Solved: Creating a variable that corresponds to number of values missing in su...

RAGC · Posted 01-21-2019 06:08 PM

Hello everyone,

I am working on a discrete-time survival analysis, and I have quite a bit of missing information on the outcome at various time points. To resolve this, I would like to create a variable that corresponds to the number of missing time points (i.e. the different intervals) to include as a covariate in the analysis.
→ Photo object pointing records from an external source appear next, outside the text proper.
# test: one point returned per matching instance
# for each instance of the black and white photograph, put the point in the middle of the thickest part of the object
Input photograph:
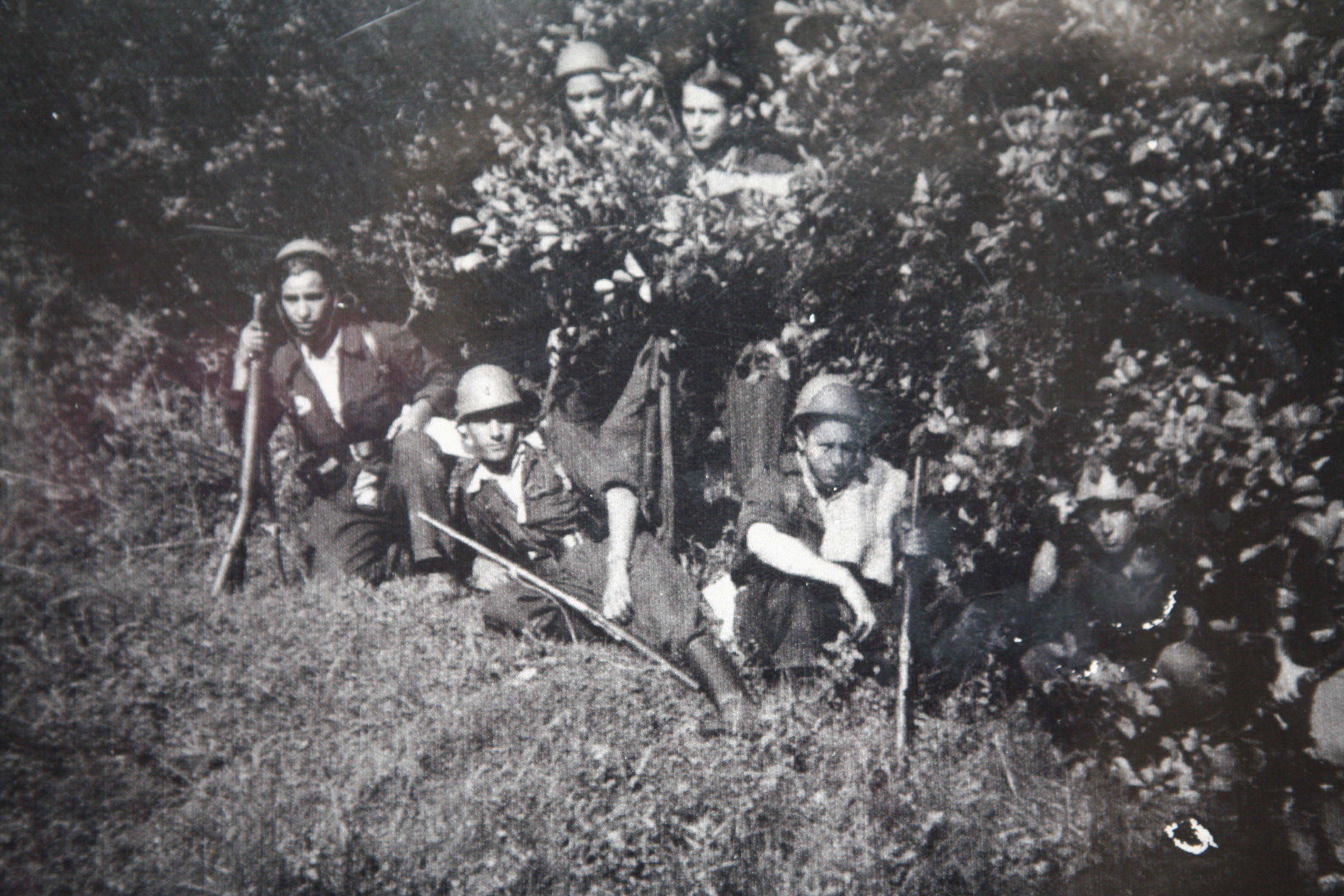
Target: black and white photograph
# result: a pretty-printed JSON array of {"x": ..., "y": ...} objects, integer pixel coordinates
[{"x": 710, "y": 448}]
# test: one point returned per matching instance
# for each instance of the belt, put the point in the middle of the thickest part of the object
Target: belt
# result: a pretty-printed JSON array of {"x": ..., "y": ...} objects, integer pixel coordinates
[{"x": 569, "y": 542}]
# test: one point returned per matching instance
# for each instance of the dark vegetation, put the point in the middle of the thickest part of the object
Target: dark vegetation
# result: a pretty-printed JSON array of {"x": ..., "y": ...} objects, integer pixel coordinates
[{"x": 1041, "y": 232}]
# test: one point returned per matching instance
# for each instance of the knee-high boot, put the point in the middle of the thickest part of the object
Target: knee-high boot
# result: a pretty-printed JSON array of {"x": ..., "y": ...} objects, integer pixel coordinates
[{"x": 714, "y": 669}]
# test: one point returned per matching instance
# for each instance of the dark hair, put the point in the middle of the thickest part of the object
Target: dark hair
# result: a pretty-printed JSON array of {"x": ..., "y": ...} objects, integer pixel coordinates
[
  {"x": 304, "y": 263},
  {"x": 804, "y": 424},
  {"x": 718, "y": 80}
]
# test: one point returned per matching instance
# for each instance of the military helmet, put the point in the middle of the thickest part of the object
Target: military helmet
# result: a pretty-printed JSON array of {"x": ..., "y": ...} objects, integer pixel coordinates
[
  {"x": 304, "y": 246},
  {"x": 486, "y": 387},
  {"x": 1101, "y": 485},
  {"x": 580, "y": 58},
  {"x": 830, "y": 395}
]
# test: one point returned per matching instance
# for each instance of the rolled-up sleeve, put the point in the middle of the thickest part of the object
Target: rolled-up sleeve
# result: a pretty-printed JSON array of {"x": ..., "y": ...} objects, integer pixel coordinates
[{"x": 764, "y": 501}]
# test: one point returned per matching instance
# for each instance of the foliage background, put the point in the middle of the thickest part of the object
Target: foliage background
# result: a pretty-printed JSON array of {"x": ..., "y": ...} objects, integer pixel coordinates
[{"x": 1041, "y": 232}]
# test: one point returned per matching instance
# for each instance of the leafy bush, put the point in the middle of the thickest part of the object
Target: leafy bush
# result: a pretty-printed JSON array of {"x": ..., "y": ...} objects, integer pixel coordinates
[{"x": 106, "y": 441}]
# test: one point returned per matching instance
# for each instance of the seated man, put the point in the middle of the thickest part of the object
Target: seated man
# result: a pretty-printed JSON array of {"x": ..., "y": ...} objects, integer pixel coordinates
[
  {"x": 734, "y": 160},
  {"x": 1112, "y": 597},
  {"x": 580, "y": 69},
  {"x": 562, "y": 501},
  {"x": 819, "y": 532},
  {"x": 358, "y": 395}
]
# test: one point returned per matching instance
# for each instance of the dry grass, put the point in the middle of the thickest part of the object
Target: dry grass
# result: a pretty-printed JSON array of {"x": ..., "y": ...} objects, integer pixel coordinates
[{"x": 367, "y": 741}]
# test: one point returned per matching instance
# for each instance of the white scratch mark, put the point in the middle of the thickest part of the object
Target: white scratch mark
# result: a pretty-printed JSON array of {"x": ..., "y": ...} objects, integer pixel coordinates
[
  {"x": 1203, "y": 840},
  {"x": 1167, "y": 612},
  {"x": 384, "y": 18}
]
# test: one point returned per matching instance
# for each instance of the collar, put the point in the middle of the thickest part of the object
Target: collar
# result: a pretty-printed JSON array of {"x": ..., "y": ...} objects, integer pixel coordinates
[{"x": 482, "y": 475}]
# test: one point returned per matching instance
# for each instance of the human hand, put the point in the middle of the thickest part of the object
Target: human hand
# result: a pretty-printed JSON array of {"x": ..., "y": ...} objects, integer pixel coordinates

My apologies if my explanation is not that clear, but I have attached two tables that provide a visual example of what I mean. Table 1 is an example of how the dataset currently looks, and table 2 represents an example of how I would like it to look once it has been transformed appropriately.

I can get the basic array that would restructure the data from long to wide:

DATA long;
SET wide;
DO Time=1 TO duration;
IF Time=duration AND event=1 THEN death=1;
ELSE death=0;
OUTPUT;
END;
RUN;

It is just adding in that variable that corresponds to the exact number that were missing in between, and then flagging it as dying or not dying at that final time period where there is data.

Any suggestions would be much appreciated!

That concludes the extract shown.